Sulfonated polymer kills drug-resistant microbes in minutes

A commercially available polymer has been found to have remarkable antibacterial and antiviral properties by researchers in the US. The material kills microbes by dramatically lowering the pH of the local environment and is even effective against drug resistant pathogens.

After recent outbreaks of superbugs like MRSA, antimicrobial coatings have gained increasing attention as a potential way to sterilise surfaces and stop the transmission of pathogens. A team of researchers, led by Richard Spontak and Reza Ghiladi at North Carolina State University, has now discovered that Nexar, a polymer used for water treatment and high performance breathable clothing, could act as an antimicrobial surface.

‘Other materials that have been developed for this purpose work on a very traditional belief that [the material] should be the opposite charge to the membrane of the microbe,’ explains Spontak. In contrast, Nexar is anionic or negatively charged – the same as most microbes – and works by poisoning the local environment. It has sulfonic acid groups in the middle but not at either end of the structure. Water hydrates these sulfonic acid groups, lowering the surrounding pH so drastically that microbes cannot stand it.

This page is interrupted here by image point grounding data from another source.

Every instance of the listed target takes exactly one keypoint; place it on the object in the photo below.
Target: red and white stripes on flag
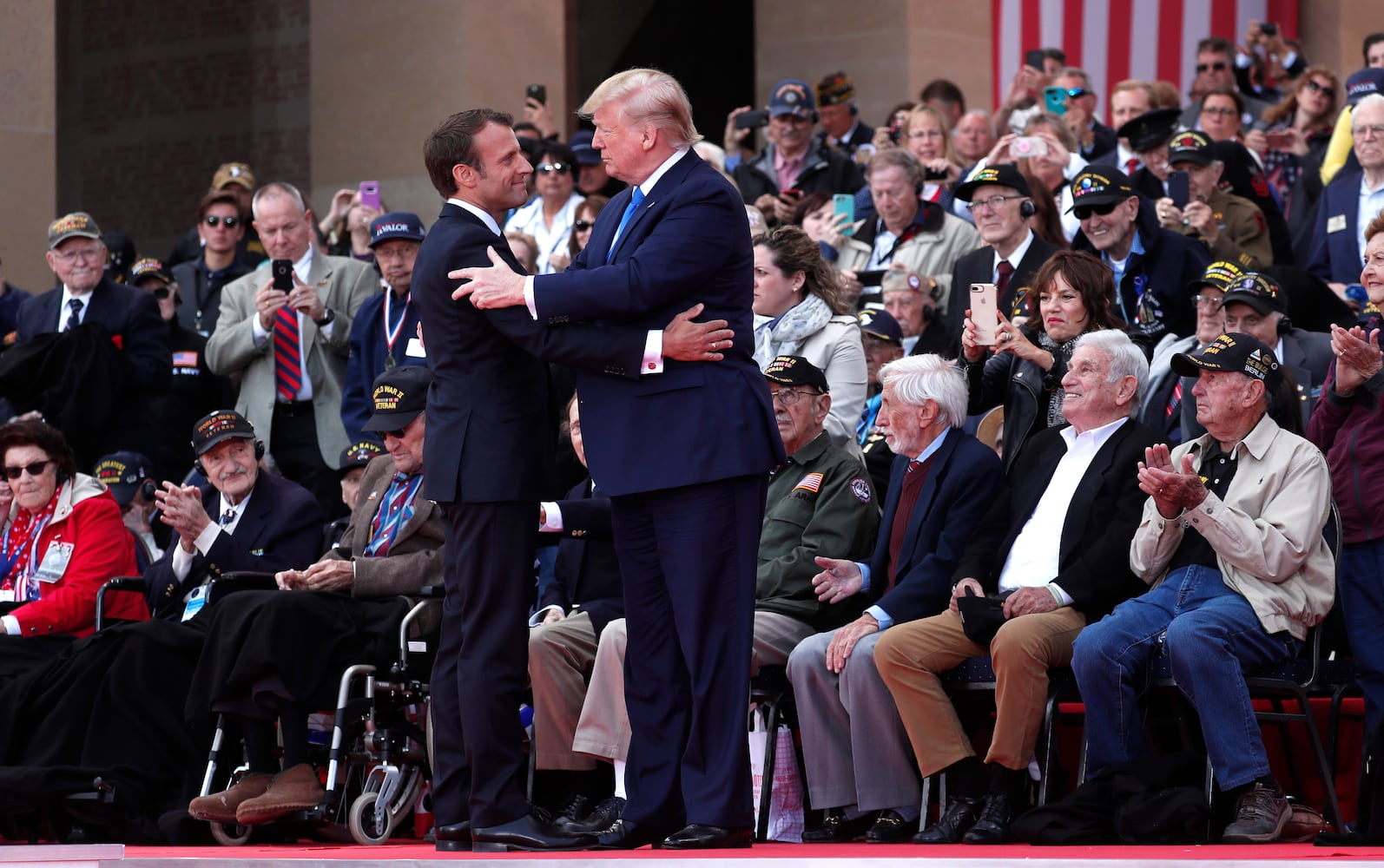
(1124, 39)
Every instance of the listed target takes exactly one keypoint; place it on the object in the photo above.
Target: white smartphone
(983, 313)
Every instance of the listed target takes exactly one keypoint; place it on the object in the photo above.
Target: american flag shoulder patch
(811, 482)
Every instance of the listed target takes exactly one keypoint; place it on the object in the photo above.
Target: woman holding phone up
(1071, 293)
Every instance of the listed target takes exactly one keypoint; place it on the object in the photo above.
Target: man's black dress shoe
(955, 821)
(528, 832)
(601, 819)
(836, 828)
(698, 837)
(890, 830)
(992, 824)
(454, 837)
(630, 835)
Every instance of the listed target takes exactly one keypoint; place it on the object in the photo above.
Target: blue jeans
(1362, 604)
(1211, 637)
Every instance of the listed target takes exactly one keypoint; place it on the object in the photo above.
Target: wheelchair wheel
(365, 825)
(230, 833)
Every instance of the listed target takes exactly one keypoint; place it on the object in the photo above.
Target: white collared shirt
(1034, 556)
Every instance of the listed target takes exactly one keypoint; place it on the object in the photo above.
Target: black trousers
(482, 665)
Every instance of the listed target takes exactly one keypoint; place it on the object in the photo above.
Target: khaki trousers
(913, 656)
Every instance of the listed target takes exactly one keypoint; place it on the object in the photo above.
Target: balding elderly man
(1230, 540)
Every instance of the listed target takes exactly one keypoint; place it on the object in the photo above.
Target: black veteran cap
(399, 395)
(78, 225)
(1257, 291)
(1190, 147)
(1220, 274)
(1099, 186)
(1234, 352)
(219, 425)
(359, 454)
(880, 325)
(794, 372)
(122, 472)
(1150, 129)
(1004, 174)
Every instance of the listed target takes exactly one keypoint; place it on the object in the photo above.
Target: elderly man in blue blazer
(854, 745)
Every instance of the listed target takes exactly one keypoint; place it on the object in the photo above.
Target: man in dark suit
(263, 523)
(489, 457)
(1055, 549)
(76, 255)
(998, 198)
(687, 529)
(854, 746)
(1339, 242)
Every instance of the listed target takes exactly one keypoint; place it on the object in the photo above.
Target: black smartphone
(1178, 190)
(282, 272)
(752, 121)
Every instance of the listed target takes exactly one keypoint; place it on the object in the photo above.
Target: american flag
(1124, 39)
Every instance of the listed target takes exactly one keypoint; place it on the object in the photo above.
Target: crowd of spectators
(1153, 262)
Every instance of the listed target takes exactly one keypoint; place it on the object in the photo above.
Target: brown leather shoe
(293, 789)
(221, 807)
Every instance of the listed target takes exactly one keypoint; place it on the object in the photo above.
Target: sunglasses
(34, 470)
(1083, 212)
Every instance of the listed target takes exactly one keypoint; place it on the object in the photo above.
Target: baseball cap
(792, 97)
(1220, 274)
(359, 454)
(1258, 291)
(834, 89)
(396, 225)
(1232, 352)
(1004, 174)
(78, 225)
(149, 267)
(233, 174)
(580, 144)
(880, 325)
(398, 396)
(216, 427)
(1363, 83)
(796, 372)
(1099, 186)
(1190, 147)
(122, 474)
(1150, 129)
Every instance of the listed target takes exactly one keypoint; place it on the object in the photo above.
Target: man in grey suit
(288, 349)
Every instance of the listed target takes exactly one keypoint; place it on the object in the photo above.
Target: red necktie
(288, 362)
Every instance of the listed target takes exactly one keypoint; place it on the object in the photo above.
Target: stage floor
(821, 856)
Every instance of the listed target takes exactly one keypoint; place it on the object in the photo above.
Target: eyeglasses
(788, 396)
(34, 470)
(994, 202)
(85, 253)
(1083, 212)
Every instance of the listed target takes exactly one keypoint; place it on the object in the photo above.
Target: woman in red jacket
(63, 542)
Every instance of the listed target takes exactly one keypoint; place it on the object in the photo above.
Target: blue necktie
(629, 212)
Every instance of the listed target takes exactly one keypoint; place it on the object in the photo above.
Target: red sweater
(89, 518)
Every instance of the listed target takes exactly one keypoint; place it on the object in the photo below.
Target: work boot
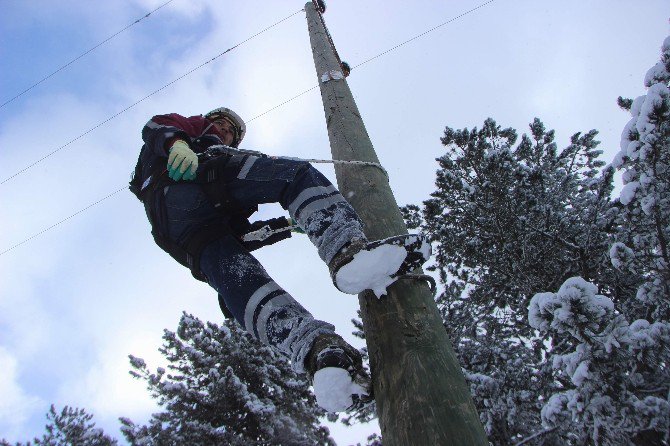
(336, 371)
(361, 265)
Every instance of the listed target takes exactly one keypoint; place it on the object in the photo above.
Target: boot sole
(335, 390)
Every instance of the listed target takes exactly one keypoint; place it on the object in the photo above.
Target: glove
(183, 162)
(294, 226)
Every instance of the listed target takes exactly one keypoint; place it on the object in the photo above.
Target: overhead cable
(85, 53)
(145, 98)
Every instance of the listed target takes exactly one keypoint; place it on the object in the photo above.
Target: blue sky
(77, 300)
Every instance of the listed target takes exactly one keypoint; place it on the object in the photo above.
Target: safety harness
(217, 164)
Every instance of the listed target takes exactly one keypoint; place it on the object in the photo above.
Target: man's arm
(163, 130)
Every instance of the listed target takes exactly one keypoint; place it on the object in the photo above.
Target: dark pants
(260, 305)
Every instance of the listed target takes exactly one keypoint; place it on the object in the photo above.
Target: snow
(333, 388)
(371, 270)
(656, 94)
(620, 254)
(656, 74)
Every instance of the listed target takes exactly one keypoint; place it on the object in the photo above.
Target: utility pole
(421, 394)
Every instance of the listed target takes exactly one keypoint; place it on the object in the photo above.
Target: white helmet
(232, 117)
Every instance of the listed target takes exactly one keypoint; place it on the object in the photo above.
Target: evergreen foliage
(223, 387)
(71, 426)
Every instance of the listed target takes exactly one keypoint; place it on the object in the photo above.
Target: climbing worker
(199, 189)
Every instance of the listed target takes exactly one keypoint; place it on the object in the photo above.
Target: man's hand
(294, 226)
(183, 162)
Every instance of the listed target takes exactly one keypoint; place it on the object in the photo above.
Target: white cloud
(16, 405)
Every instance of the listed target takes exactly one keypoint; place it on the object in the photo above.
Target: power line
(423, 33)
(144, 98)
(85, 53)
(257, 116)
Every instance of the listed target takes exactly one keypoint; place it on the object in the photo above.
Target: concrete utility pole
(422, 397)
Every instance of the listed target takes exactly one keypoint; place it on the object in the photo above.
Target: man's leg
(310, 198)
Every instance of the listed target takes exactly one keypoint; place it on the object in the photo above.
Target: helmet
(233, 118)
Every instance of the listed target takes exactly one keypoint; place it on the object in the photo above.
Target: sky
(76, 300)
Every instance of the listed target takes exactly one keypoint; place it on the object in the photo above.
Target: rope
(145, 98)
(431, 281)
(63, 220)
(318, 161)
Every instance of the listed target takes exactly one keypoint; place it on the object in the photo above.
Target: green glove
(295, 228)
(183, 162)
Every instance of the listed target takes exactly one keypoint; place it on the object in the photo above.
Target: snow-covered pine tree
(72, 426)
(508, 221)
(615, 382)
(225, 388)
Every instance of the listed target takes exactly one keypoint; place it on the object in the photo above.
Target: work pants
(256, 301)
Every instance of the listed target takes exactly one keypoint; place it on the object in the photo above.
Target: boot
(361, 265)
(336, 371)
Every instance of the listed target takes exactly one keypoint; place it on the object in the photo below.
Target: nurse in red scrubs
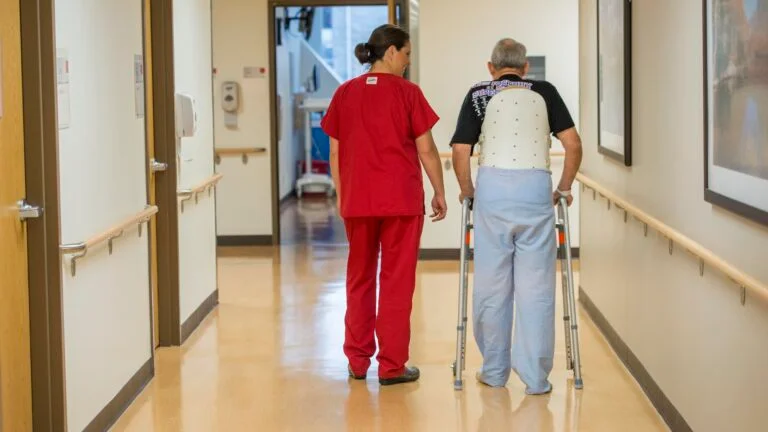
(380, 128)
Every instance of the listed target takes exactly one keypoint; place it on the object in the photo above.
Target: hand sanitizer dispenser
(230, 102)
(186, 115)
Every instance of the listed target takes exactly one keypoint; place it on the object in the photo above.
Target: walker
(570, 318)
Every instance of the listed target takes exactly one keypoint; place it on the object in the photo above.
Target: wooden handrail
(242, 151)
(705, 256)
(239, 150)
(551, 154)
(205, 185)
(81, 249)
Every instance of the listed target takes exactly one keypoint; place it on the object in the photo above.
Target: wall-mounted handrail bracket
(112, 239)
(743, 296)
(80, 249)
(185, 196)
(207, 185)
(704, 256)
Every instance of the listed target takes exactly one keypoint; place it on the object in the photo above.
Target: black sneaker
(411, 374)
(352, 374)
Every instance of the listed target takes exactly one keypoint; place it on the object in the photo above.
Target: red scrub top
(376, 118)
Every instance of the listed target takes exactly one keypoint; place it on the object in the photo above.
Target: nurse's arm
(461, 154)
(335, 166)
(430, 158)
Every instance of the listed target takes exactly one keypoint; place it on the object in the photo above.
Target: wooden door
(15, 375)
(152, 167)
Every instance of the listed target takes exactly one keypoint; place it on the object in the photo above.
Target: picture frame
(736, 106)
(614, 79)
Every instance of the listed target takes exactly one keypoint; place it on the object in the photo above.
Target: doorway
(312, 52)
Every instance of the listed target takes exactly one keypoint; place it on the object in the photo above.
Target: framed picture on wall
(736, 106)
(614, 79)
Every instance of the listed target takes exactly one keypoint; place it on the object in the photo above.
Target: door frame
(273, 117)
(38, 48)
(166, 182)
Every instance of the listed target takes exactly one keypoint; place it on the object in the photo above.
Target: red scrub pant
(398, 239)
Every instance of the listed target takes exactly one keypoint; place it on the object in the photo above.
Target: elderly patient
(512, 119)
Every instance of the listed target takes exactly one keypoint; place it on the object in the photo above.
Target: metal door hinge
(27, 211)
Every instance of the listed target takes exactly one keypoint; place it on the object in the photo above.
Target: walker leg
(461, 326)
(570, 316)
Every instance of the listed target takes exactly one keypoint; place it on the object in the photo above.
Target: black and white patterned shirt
(472, 114)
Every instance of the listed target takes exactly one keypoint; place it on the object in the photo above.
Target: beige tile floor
(269, 358)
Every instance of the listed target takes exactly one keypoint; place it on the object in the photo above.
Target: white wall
(197, 234)
(244, 200)
(414, 27)
(102, 165)
(546, 27)
(287, 61)
(706, 351)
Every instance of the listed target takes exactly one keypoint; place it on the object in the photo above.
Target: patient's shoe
(352, 374)
(409, 375)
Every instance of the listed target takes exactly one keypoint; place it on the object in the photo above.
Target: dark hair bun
(362, 53)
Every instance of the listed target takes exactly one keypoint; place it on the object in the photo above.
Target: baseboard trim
(117, 406)
(663, 405)
(442, 254)
(262, 240)
(453, 254)
(197, 317)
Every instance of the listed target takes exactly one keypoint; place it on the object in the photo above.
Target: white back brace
(515, 133)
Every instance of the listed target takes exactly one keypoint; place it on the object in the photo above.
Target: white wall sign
(62, 74)
(138, 80)
(254, 72)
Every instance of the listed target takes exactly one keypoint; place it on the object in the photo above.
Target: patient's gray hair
(509, 53)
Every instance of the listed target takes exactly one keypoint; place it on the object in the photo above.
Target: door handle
(27, 211)
(157, 166)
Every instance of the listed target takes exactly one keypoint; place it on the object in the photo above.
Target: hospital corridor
(383, 215)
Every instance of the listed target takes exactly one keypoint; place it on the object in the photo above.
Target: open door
(15, 367)
(153, 168)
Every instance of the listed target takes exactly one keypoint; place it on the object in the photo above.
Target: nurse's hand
(439, 208)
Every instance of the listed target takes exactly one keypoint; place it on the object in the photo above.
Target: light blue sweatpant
(515, 255)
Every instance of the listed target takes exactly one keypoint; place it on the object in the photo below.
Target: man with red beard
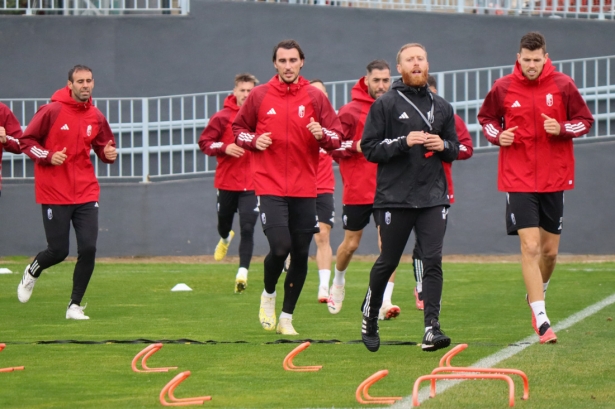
(285, 122)
(359, 177)
(409, 132)
(233, 179)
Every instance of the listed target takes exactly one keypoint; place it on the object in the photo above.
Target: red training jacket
(13, 131)
(358, 175)
(233, 174)
(536, 161)
(288, 166)
(466, 149)
(78, 127)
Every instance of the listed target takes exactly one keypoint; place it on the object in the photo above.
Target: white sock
(266, 294)
(388, 292)
(538, 307)
(325, 276)
(339, 279)
(242, 272)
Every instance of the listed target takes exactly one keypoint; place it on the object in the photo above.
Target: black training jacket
(406, 177)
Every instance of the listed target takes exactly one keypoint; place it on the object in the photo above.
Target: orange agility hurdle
(511, 385)
(169, 389)
(11, 369)
(288, 361)
(363, 396)
(146, 353)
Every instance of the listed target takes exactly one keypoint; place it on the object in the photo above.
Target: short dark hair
(431, 82)
(245, 77)
(377, 65)
(533, 41)
(288, 45)
(76, 68)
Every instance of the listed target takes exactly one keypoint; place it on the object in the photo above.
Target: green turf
(483, 305)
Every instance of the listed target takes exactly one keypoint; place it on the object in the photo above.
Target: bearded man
(409, 132)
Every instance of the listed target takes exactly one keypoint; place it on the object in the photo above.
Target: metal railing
(158, 137)
(94, 7)
(594, 9)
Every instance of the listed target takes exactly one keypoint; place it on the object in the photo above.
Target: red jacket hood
(64, 95)
(231, 103)
(359, 92)
(547, 71)
(283, 87)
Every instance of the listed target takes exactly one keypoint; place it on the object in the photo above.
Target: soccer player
(409, 132)
(325, 209)
(285, 122)
(10, 132)
(359, 178)
(532, 115)
(59, 139)
(233, 178)
(465, 152)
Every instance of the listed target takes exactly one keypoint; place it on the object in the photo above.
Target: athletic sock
(388, 292)
(539, 310)
(339, 279)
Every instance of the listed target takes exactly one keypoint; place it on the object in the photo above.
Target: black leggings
(56, 221)
(429, 225)
(281, 243)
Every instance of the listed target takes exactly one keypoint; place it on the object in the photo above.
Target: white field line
(508, 352)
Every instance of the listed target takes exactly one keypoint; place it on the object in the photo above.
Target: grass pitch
(241, 367)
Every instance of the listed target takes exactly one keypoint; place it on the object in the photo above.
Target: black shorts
(356, 217)
(325, 208)
(545, 210)
(296, 213)
(230, 202)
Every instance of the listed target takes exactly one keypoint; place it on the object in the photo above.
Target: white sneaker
(323, 294)
(266, 314)
(75, 312)
(388, 311)
(334, 303)
(285, 327)
(25, 287)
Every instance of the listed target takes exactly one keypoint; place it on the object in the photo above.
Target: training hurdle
(288, 361)
(146, 353)
(13, 368)
(169, 389)
(363, 396)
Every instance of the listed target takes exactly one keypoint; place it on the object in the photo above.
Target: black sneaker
(435, 339)
(369, 333)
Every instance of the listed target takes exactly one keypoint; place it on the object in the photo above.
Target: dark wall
(138, 56)
(179, 218)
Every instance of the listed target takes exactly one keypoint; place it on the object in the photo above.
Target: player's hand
(416, 138)
(59, 157)
(234, 151)
(507, 137)
(433, 143)
(551, 125)
(110, 151)
(315, 128)
(263, 141)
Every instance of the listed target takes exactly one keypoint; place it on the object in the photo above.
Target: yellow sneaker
(266, 314)
(222, 247)
(285, 327)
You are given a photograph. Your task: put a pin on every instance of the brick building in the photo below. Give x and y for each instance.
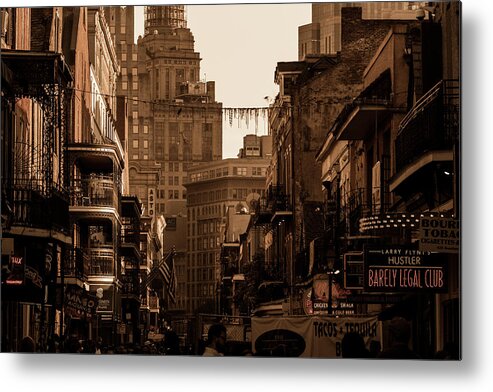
(211, 189)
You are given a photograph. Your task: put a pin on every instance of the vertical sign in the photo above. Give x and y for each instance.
(375, 190)
(353, 270)
(151, 201)
(438, 234)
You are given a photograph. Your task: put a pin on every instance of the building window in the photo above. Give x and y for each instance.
(239, 171)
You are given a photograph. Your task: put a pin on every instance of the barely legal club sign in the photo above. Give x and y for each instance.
(403, 269)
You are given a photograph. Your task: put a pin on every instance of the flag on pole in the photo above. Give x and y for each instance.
(167, 271)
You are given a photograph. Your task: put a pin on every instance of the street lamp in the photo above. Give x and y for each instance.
(329, 275)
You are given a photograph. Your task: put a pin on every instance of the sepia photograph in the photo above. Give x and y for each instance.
(177, 183)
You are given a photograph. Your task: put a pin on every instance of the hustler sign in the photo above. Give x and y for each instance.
(404, 269)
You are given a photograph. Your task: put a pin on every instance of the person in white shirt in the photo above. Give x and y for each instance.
(216, 341)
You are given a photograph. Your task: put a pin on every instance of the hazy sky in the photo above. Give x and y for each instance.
(240, 45)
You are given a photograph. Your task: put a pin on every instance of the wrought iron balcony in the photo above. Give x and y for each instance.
(276, 201)
(362, 203)
(102, 261)
(32, 203)
(130, 282)
(432, 124)
(95, 190)
(77, 264)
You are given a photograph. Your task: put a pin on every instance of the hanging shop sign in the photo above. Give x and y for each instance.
(439, 234)
(15, 272)
(354, 270)
(151, 200)
(310, 336)
(316, 302)
(79, 304)
(106, 300)
(404, 269)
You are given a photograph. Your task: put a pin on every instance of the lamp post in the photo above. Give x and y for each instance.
(329, 275)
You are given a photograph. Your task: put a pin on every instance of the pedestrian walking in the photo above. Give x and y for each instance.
(216, 341)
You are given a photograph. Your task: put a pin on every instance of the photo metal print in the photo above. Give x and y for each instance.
(161, 198)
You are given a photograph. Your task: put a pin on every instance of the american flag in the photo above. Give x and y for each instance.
(166, 268)
(167, 271)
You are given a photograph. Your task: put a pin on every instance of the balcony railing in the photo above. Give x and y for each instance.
(32, 204)
(102, 261)
(77, 264)
(276, 200)
(432, 124)
(361, 203)
(130, 282)
(94, 191)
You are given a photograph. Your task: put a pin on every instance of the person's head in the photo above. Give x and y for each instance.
(353, 346)
(27, 345)
(216, 337)
(400, 330)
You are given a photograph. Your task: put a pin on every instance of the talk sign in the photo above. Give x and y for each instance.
(404, 269)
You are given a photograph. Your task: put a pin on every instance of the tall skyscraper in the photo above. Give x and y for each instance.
(174, 120)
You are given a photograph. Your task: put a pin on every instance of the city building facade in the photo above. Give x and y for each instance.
(213, 188)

The team confirmed that the sulfonic acid groups were the primary mode of action by intentionally poisoning the surface with metal cations. The metal ions formed a complex with the sulfonic acid groups, decreasing the antimicrobial activity. However, treating the material with hydrochloric acid, or even lemon juice, regenerates its pathogen-killing ability.

The material is incredibly effective, killing 99.9999% of a wide range of different bacteria and viruses in under five minutes. Cyrille Boyer, a polymer expert at the University of New South Wales, Australia, says that the polymer ‘could be applied for a broad range of applications, opening new horizons in the fight against multidrug resistant bacteria.’

Another selling point of this antimicrobial surface is that it is completely recyclable – once the material has reached the end of its application life, the polymer can be re-dissolved and re-cast into a new membrane. ‘This material offers the sustainability needed so as to not contribute to a waste problem,’ says Ghiladi.

Spontak says their study is a major opportunity to re-think how these materials are made and ‘opens up a new design paradigm in terms of what people should be considering when they make new materials’.